Interior of Christ Church
This is part 1 of a series of post of Colonial churches on the East Coast I have been in that George Washington worshiped in. During my two week stay in Boston in August of 2009 I had the pleasure of visiting the lovely town of Cambridge, Massachusetts during the daytime touring museums and walking the historic streets and by night clubbing at Cambridge's interesting night life. On one of my walk I stumbled upon Christ Church built 1759. One of my fondest memory was visiting the church. The people was very friendly and hospitable. The church was designed by noted colonial era architect Peter Harrison as a Church of England , who also designed the King's Chapel in Boston. Its wooden frame rests on a granite foundation built from ballast stones from ships arriving at Boston Harbor. The church was originally finished in a sanded paint treatment to give the appearance of a traditional English stone church.
During the American Revolution Christ Church was attacked by dissenting colonials for its Tory leanings, Bullet holes are still present in the walls of the church. but it was also the site of a prayer service which George and Martha Washington attended while quartered in the nearby mansion now known as the Longfellow National Historic Site. Martha Washington requested a service be held on Sunday 31 December 1775. Colonel Palfrey read the service and prayed that the King might be enlightened. But the Revolution rolled on and the church was closed until 1790. The church was closed, and its organ melted down for bullets during the Revolution.

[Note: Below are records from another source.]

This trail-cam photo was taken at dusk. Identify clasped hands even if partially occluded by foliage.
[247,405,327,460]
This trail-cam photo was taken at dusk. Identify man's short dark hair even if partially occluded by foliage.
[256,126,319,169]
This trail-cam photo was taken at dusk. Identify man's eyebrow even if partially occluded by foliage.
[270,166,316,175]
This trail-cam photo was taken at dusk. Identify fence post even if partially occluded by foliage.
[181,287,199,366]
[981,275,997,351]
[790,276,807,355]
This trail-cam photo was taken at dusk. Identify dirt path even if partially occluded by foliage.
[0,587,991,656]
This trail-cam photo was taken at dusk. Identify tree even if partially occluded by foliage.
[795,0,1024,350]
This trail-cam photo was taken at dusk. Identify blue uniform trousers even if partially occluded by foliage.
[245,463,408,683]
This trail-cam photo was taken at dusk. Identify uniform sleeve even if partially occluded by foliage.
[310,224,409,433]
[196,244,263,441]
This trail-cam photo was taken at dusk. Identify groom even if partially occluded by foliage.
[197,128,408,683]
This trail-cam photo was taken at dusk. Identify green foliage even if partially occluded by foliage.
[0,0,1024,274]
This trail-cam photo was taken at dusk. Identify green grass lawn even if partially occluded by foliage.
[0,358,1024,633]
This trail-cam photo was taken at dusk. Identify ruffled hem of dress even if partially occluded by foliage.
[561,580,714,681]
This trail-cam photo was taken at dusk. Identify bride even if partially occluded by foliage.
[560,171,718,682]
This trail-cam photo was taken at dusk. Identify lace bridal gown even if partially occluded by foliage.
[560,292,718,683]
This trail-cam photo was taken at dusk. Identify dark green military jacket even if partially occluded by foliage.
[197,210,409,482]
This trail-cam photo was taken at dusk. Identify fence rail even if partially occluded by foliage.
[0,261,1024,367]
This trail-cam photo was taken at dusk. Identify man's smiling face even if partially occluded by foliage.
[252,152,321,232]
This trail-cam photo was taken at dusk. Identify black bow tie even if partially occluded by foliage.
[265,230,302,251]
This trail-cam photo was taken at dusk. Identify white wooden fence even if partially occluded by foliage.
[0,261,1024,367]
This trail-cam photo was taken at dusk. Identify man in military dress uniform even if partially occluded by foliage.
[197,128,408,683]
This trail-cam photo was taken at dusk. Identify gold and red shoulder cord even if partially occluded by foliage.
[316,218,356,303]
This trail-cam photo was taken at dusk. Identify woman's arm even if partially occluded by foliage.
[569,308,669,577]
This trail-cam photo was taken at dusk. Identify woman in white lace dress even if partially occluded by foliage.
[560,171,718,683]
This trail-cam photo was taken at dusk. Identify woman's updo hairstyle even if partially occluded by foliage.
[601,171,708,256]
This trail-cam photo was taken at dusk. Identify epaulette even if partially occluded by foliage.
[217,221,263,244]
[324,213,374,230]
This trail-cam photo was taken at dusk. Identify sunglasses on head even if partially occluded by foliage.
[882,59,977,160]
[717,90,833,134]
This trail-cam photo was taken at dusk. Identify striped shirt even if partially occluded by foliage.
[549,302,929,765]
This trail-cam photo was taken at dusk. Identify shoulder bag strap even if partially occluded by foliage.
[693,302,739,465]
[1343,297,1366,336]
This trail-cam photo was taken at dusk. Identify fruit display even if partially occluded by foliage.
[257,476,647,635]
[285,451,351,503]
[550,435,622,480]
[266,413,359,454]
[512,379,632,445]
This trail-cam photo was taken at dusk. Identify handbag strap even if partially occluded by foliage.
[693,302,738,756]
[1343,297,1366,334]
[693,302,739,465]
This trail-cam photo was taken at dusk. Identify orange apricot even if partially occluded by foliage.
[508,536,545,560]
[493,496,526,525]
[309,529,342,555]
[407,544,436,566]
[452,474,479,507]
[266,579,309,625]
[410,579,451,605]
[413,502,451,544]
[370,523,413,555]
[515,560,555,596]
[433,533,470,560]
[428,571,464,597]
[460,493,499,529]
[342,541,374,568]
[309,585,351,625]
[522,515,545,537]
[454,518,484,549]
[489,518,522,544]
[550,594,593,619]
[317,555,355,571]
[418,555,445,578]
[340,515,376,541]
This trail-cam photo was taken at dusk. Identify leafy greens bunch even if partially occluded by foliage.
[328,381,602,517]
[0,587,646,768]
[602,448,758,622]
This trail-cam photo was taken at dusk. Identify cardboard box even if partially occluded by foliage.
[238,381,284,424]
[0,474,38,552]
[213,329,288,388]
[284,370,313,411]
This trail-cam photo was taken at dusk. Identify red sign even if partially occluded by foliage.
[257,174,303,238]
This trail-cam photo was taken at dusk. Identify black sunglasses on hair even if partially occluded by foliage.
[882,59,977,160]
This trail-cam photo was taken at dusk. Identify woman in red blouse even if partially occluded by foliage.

For several years after the American Revolution, the church stood empty. In the later years of the eighteenth century the church was re-opened as an Episcopal Church and has remained so. The original chapel was expanded in 1857 to accommodate a larger congregation and to help raise funds for the church by expanding pew rental income. The church was dramatically redecorated in 1883 in the high Victorian style, but it was restored to its original Colonial Classical simplicity in 1920.
Generations of Harvard students from Richard Henry Dana, Jr., author of Two Years Before the Mast, to Teddy Roosevelt, who was asked not to continue as a Sunday School teacher because he would not become an Episcopalian, have made Christ Church their parish home during their studies.
Christ Church has a long history of social activism, supporting the civil rights movement, the peace movement, and ministries of social justice. In April 1967 the Reverend Martin Luther King and Doctor Benjamin Spock were denied access to a building at Harvard University to hold a press conference denouncing the Vietnam War, but the Reverend Murray Kenney welcomed them to Christ Church; a plaque in the parish hall commemorates the event. Another activist to speak at Christ Church was Jesse Louis Jackson, who spoke as part of a Martin Luther King, Jr. celebration in 2004.